Também não interessa muito saber se foi Descartes, ou outro, que reflectiu sobre o "método"... o que é claro, é que a obra aparece sem o seu nome, na versão original. Mas, mais que isso, o "método" aparece associado a outros temas: Óptica, Astronomia e Geometria, quando pouco ou nada tinha a ver com o assunto. Pela mesma ordem de ideias, poderia ter juntado ainda jardinagem, já que a única coisa comum aos tópicos - abordarem aplicações da geometria, conhecidas desde a Antiguidade... mas entretanto perdidas, ou ocultadas, em tempos medievais.
Assim, grande parte do discurso de Descartes é uma auto-biografia de um soldado francês da Guerra dos Trinta Anos, que a certa altura se lembrou de duvidar de tudo. Ora, isso nada tem de estranho, porque essa interrogação poderia ter ocorrido em qualquer momento da história da humanidade, por quase qualquer um, desde que disposto a isso, com um mínimo de conhecimento abstracto.

Mééé - todo?
Também aqui estou a fazer um pouco de auto-biografia... e lembro que, enquanto estudava Descartes na escola, a certa altura veio o clique após ter visto uma série na RTP, o então famoso Espaço 1999.
Caiu como um raio na cabeça... estava no quarto, sozinho, e cogitei "ok, então e se nada mais houvesse?". Ora, não concluí coisíssima nenhuma que isso implicava que eu existisse - até porque não estava a pensar minimamente em Descartes, ou em duvidar de mim. O que conclui alguém que pensa verdadeiramente nisso, que duvida de tudo o resto, é muito simples - conclui que está sozinho no universo. Ora, isso nada tem de bom... é como se uma criança tivesse ficado sozinha, e para sobreviver à solidão tivesse inventado amigos imaginários. Só que o pacote vem completo, e ao mesmo tempo traz a conclusão que tudo pode ser uma ilusão, um sonho, e assim traz virtualmente a ideia de que estando sozinhos no universo nada nos ameaça verdadeiramente.
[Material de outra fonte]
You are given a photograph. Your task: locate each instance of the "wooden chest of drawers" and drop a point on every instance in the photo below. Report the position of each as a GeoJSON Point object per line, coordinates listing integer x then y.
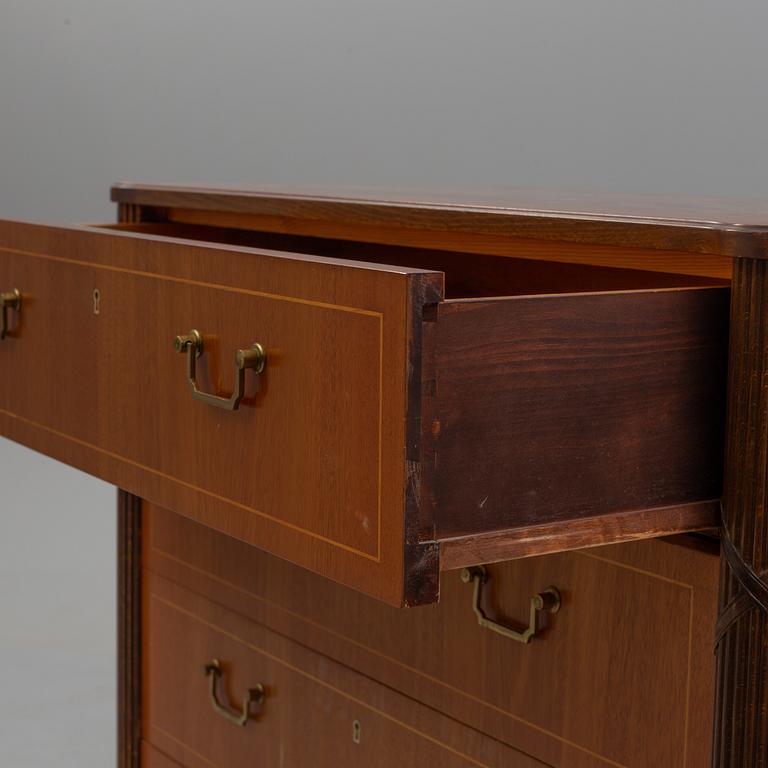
{"type": "Point", "coordinates": [626, 647]}
{"type": "Point", "coordinates": [321, 409]}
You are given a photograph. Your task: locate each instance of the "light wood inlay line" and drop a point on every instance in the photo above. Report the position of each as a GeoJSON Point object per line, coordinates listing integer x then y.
{"type": "Point", "coordinates": [320, 681]}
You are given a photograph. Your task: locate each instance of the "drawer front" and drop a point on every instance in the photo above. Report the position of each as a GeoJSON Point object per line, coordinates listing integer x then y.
{"type": "Point", "coordinates": [622, 675]}
{"type": "Point", "coordinates": [312, 466]}
{"type": "Point", "coordinates": [315, 712]}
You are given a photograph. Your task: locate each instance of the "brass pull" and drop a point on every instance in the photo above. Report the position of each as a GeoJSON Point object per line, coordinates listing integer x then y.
{"type": "Point", "coordinates": [548, 600]}
{"type": "Point", "coordinates": [254, 359]}
{"type": "Point", "coordinates": [9, 300]}
{"type": "Point", "coordinates": [253, 696]}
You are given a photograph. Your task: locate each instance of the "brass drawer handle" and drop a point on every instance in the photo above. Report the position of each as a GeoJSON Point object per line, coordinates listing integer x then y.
{"type": "Point", "coordinates": [548, 600]}
{"type": "Point", "coordinates": [253, 696]}
{"type": "Point", "coordinates": [10, 300]}
{"type": "Point", "coordinates": [254, 359]}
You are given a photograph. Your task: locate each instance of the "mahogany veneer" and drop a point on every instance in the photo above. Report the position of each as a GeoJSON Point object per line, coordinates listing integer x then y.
{"type": "Point", "coordinates": [453, 379]}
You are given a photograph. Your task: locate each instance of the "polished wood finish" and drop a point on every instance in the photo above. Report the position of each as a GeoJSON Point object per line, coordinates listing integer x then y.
{"type": "Point", "coordinates": [312, 467]}
{"type": "Point", "coordinates": [547, 538]}
{"type": "Point", "coordinates": [376, 393]}
{"type": "Point", "coordinates": [538, 402]}
{"type": "Point", "coordinates": [623, 675]}
{"type": "Point", "coordinates": [742, 657]}
{"type": "Point", "coordinates": [129, 520]}
{"type": "Point", "coordinates": [472, 267]}
{"type": "Point", "coordinates": [310, 707]}
{"type": "Point", "coordinates": [717, 227]}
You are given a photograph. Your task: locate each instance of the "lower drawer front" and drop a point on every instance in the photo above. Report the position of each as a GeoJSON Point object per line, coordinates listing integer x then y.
{"type": "Point", "coordinates": [622, 675]}
{"type": "Point", "coordinates": [315, 712]}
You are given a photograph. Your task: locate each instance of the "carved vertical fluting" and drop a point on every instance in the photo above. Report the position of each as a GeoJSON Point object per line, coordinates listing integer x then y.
{"type": "Point", "coordinates": [741, 715]}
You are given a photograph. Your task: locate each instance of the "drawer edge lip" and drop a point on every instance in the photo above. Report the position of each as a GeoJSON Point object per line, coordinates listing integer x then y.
{"type": "Point", "coordinates": [724, 235]}
{"type": "Point", "coordinates": [581, 533]}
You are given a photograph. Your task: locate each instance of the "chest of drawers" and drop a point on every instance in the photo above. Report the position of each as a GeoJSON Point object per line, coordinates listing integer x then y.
{"type": "Point", "coordinates": [356, 396]}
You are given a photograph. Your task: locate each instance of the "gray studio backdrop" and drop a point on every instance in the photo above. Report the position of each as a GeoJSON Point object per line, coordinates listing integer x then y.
{"type": "Point", "coordinates": [655, 95]}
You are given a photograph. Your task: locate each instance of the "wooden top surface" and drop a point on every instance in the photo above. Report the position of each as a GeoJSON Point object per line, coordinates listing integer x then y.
{"type": "Point", "coordinates": [733, 227]}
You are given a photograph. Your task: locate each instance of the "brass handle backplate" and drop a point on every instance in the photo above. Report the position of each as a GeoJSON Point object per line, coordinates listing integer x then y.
{"type": "Point", "coordinates": [252, 697]}
{"type": "Point", "coordinates": [548, 600]}
{"type": "Point", "coordinates": [9, 301]}
{"type": "Point", "coordinates": [254, 359]}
Claro que depois foi fácil perceber a matéria de Descartes... mas isso não me aproximou da filosofia. Pelo contrário, achei que disso daria conta sozinho, não precisaria para isso de nenhuma ajuda exterior.
Quanto à questão de Deus, arrumei-a rapidamente, e de forma bastante diversa de Descartes. Afinal, o que quer que se manifestasse perante mim, poderia sempre ser visto como produto de uma ilusão... e se não controlava as ilusões de um sonho, tinha essas ilusões como produto próprio. Esse foi um erro que demorei décadas para entender... e só o entendi bem escrevendo aqui, há quatro anos atrás.